Mr. Hopkins and his wife attended this hearing without counsel and had, at this point, not conferred with counsel.

The decision was adverse to Mr. Hopkins and, the -- at that point, the examiner affirmed the decision of the Secretary to discontinue benefits, and this was appealed by me as counsel for Mr. Hopkins.

Appeals counsel of the Department-- of the Secretary of Health, Education, and Welfare, Department of Social Security Administration, affirmed the decision of the hearing examiner and this case was first filed in the United States District Court in Lafayette, Indiana on July 2, 1964.

On September 30, 1964 -- 1965, I'm sorry, the United States district judge in this case reversed the decision of the Social Security Administration and awarded benefits retroactive to January 1, 1963.

The principal issue involved is an interpretation of one sentence of the Social Security Act, an amendment of the Social Security Act of 1965.

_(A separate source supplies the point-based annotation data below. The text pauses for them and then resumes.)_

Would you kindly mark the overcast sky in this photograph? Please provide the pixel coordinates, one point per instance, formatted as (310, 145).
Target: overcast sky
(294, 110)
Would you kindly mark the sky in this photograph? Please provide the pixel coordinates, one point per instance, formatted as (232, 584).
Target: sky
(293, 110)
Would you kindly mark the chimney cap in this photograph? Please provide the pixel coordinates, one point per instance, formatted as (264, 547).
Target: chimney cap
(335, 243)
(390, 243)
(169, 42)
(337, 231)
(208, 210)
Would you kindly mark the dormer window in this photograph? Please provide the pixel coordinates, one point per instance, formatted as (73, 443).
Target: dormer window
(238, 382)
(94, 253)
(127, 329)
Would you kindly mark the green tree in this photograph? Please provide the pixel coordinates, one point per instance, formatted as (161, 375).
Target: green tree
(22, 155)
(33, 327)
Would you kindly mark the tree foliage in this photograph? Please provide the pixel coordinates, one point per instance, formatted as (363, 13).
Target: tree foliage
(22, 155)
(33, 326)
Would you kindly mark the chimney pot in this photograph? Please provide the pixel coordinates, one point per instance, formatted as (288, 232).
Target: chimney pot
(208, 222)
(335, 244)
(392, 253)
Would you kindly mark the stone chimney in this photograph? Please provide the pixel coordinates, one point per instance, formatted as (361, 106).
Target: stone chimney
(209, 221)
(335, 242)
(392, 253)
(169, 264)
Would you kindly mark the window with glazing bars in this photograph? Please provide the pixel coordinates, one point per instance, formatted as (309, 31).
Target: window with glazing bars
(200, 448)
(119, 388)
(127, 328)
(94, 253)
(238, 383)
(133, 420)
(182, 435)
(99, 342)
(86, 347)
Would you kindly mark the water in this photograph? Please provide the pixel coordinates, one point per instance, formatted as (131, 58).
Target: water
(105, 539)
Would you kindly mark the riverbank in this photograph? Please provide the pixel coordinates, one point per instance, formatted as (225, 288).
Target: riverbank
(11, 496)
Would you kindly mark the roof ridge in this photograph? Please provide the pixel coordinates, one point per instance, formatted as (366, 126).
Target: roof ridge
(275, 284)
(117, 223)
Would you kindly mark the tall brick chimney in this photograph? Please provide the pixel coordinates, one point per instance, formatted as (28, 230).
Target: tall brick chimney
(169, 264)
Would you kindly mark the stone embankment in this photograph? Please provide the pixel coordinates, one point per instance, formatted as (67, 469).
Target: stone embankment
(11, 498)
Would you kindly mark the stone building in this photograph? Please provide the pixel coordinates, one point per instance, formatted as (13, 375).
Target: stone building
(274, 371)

I might say, parenthetically, that this amendment is a very small part.

It's one sentence of the massive amendments that were added to the Social Security Act by the Congress in 1965.

It's been suggested in an opinion -- in several opinions, including one by the Fourth Circuit that the legislative history is somewhat scant.

As a matter of fact, they illustrate that there are some-350 pages of legislative history about the amendments.

There are only two or three paragraphs about this particular sentence, but the sentence is 206 (b) (1) and the crucial part of it is that whenever a Court renders a judgment favorable to a claimant, under this sub-chapter, who is represented before the Court by an attorney, the Court may determine and allow, as a part of its judgment, a reasonable fee for such representations, not in excess of 25% of the total of the past-due benefits to which the claimant is entitled by a reason of such judgment.

Now, the United --

Earl Warren:

Now, what are the two or three paragraphs of that --

Allen Sharp:

Of legislative history?

Earl Warren:

Legislative history show is the reason for this.

Allen Sharp:

Thank you, Your Honor.

May I -- the Solicitor General has placed in his brief two of the paragraphs.

I believe it's at page 8 of his brief.

There are two other legislative references of the history that have come to my attention since the briefs were filed, and I'd like to cite them to the Court because I think they are very relevant.

The first one is in the Senate Report No. 404.

It's cited by the Solicitor General.

His citation is at page 122 and that's quoted in his brief.